Info Effect of context switches on cache performance

Doug S

Golden Member
Feb 8, 2020
1,500
2,187
106

videogames101

Diamond Member
Aug 24, 2005
6,777
18
81
It's surprising how L1 and L2 cache sizes have remained mostly static since the early 2000s. My first CPU was a single-core Athlon 64 3700+ with 1MB of L2. The venerable i5 2500k had a mere 256kB of L2 per core. All generations of Ryzen have 512kB of L2 per core. Intel's screaming 12900k has just 1.25MB of L2 per core, about the same as my ancient 3700+. This is ignoring the hugely increasing L3 sizes, but consider that the big cores in the Apple M1 have a massive 12MB shared L2 (6MB per core!) along with a typical large L3/SLC. I see this is one of Apple's key efficiency differentiators, since large cache sizing (while costly in terms of die size) is one of the only microarchitectural features which increases IPC while decreasing power consumption. Will x86 follow and develop larger low-level caches? AMD seems happy to pursue a massive 3d-stacked L3 for now.
 

JoeRambo

Golden Member
Jun 13, 2013
1,613
1,735
136
It's surprising how L1 and L2 cache sizes have remained mostly static since the early 2000s. My first CPU was a single-core Athlon 64 3700+ with 1MB of L2. The venerable i5 2500k had a mere 256kB of L2 per core. All generations of Ryzen have 512kB of L2 per core. Intel's screaming 12900k has just 1.25MB of L2 per core, about the same as my ancient 3700+. This is ignoring the hugely increasing L3 sizes, but consider that the big cores in the Apple M1 have a massive 12MB shared L2 (6MB per core!) along with a typical large L3/SLC. I see this is one of Apple's key efficiency differentiators, since large cache sizing (while costly in terms of die size) is one of the only microarchitectural features which increases IPC while decreasing power consumption. Will x86 follow and develop larger low-level caches? AMD seems happy to pursue a massive 3d-stacked L3 for now.
This article by Chips And Cheese is great at discussing various technical tradeoffs between different sized caches.

Looking at historical things: Intel had huge and very good L2 cache during C2D days, Penryn was on 45nm and ~110mm^2 for 6MB L2 shared by dual core. So M1 years later has only twice L2 per core, despite being way more powerful and dealing with workloads that have much larger working sets.
Then Intel switched to small L2, backed by 8MB of inclusive L3 shared by four cores during Nehalem generation and furiously reduced die area from initial 263mm^2 to 122mm^2 (Skylake 4C) with node shrinks and kept milking the market due to lack of competition. Same 4C with 256kb L2 per core and 8MB of L3 shared.

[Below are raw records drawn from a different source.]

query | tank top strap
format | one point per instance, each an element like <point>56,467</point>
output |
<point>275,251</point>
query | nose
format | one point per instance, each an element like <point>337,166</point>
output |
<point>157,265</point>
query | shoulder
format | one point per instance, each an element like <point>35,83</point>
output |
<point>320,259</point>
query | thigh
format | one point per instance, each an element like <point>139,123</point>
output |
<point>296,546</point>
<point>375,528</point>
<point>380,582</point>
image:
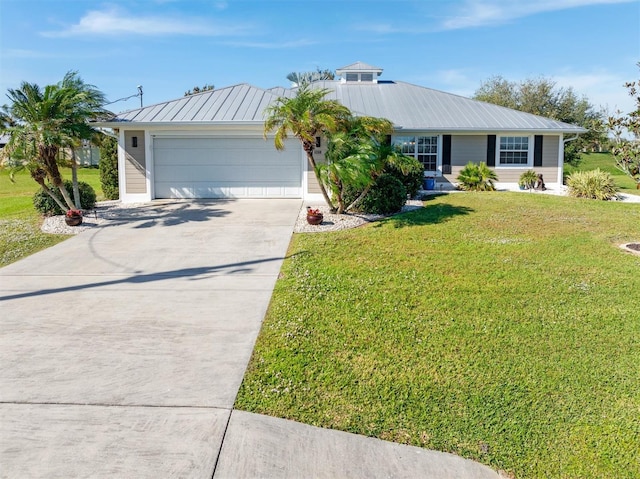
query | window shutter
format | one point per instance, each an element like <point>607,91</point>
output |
<point>446,150</point>
<point>537,151</point>
<point>491,150</point>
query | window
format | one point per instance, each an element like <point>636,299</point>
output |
<point>422,148</point>
<point>514,151</point>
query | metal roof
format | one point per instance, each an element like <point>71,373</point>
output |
<point>238,103</point>
<point>407,106</point>
<point>413,107</point>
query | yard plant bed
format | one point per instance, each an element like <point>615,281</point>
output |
<point>501,327</point>
<point>20,233</point>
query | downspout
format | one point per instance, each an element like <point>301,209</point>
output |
<point>563,142</point>
<point>108,133</point>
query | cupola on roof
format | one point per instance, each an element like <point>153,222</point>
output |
<point>359,72</point>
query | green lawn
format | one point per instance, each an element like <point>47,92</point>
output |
<point>606,162</point>
<point>20,223</point>
<point>501,327</point>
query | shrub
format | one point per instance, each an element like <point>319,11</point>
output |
<point>109,168</point>
<point>595,184</point>
<point>528,179</point>
<point>412,181</point>
<point>477,177</point>
<point>387,195</point>
<point>47,206</point>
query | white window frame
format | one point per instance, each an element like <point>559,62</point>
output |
<point>414,138</point>
<point>529,150</point>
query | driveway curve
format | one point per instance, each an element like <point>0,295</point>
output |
<point>122,351</point>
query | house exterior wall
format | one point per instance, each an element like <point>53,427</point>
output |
<point>313,188</point>
<point>135,162</point>
<point>549,168</point>
<point>466,148</point>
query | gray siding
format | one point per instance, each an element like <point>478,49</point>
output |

So Intel stuck with these caches on client CPUs cause they could due to market forces, there was nothing stopping them from increasing L2 or L3 per core.

Market forces are against Intel now and they are furiously increasing the size of their caches. Good for us customers.
 

Thunder 57

Platinum Member
Aug 19, 2007
2,079
2,626
136
It's surprising how L1 and L2 cache sizes have remained mostly static since the early 2000s. My first CPU was a single-core Athlon 64 3700+ with 1MB of L2. The venerable i5 2500k had a mere 256kB of L2 per core. All generations of Ryzen have 512kB of L2 per core. Intel's screaming 12900k has just 1.25MB of L2 per core, about the same as my ancient 3700+. This is ignoring the hugely increasing L3 sizes, but consider that the big cores in the Apple M1 have a massive 12MB shared L2 (6MB per core!) along with a typical large L3/SLC. I see this is one of Apple's key efficiency differentiators, since large cache sizing (while costly in terms of die size) is one of the only microarchitectural features which increases IPC while decreasing power consumption. Will x86 follow and develop larger low-level caches? AMD seems happy to pursue a massive 3d-stacked L3 for now.
What I always thought was interesting was K7/K8/K10's L1 was huge at 128k. Heck, the Duron had a larger L1 than L2! The L2 wasn't great on them though. It was slower than Intel's, and the 1MB versions weren't generally much faster than the 512k ones. It just wasn't the P4 that needed all the cache it could get. These days AMD and Intel seemed to have decided a smaller, lower latency L2 is the way to go.
 

JoeRambo

Golden Member
Jun 13, 2013
1,613
1,735
136
These days AMD and Intel seemed to have decided a smaller, lower latency L2 is the way to go.
Back in the day, L2 served as LLC, most of the time ( except some special CPUs ) there was no L3 to fallback to. And it was very fast too. On Penryn it was ~15 cycles, incredibly tight for 6MB cache that was also shared between two cores. Contemporary Atoms have shared 4MBs of L2, that is ~20 cycles and doesn't clock much higher, that's how tight Intel had to design memory subsystem when their FSB architecture from 1985 was getting hammered by AMD.
Nehalem L2 was just mediocre ~ 12 cycles and tiny 256kb. The saving grace of this design was inclusive L3 and IMC that finally reduced overall memory latency while facilitating very fast inter core communications in emerging multithreaded processing world. The pinacle of this architecture was Ivy Bridge, that had same 8MB of L3 and tight IMC that could run DDR3 ~2400, giving mem latencies that were untouchable by later generations due to uncoupled uncore increasing latency for no good reason ( on desktop ).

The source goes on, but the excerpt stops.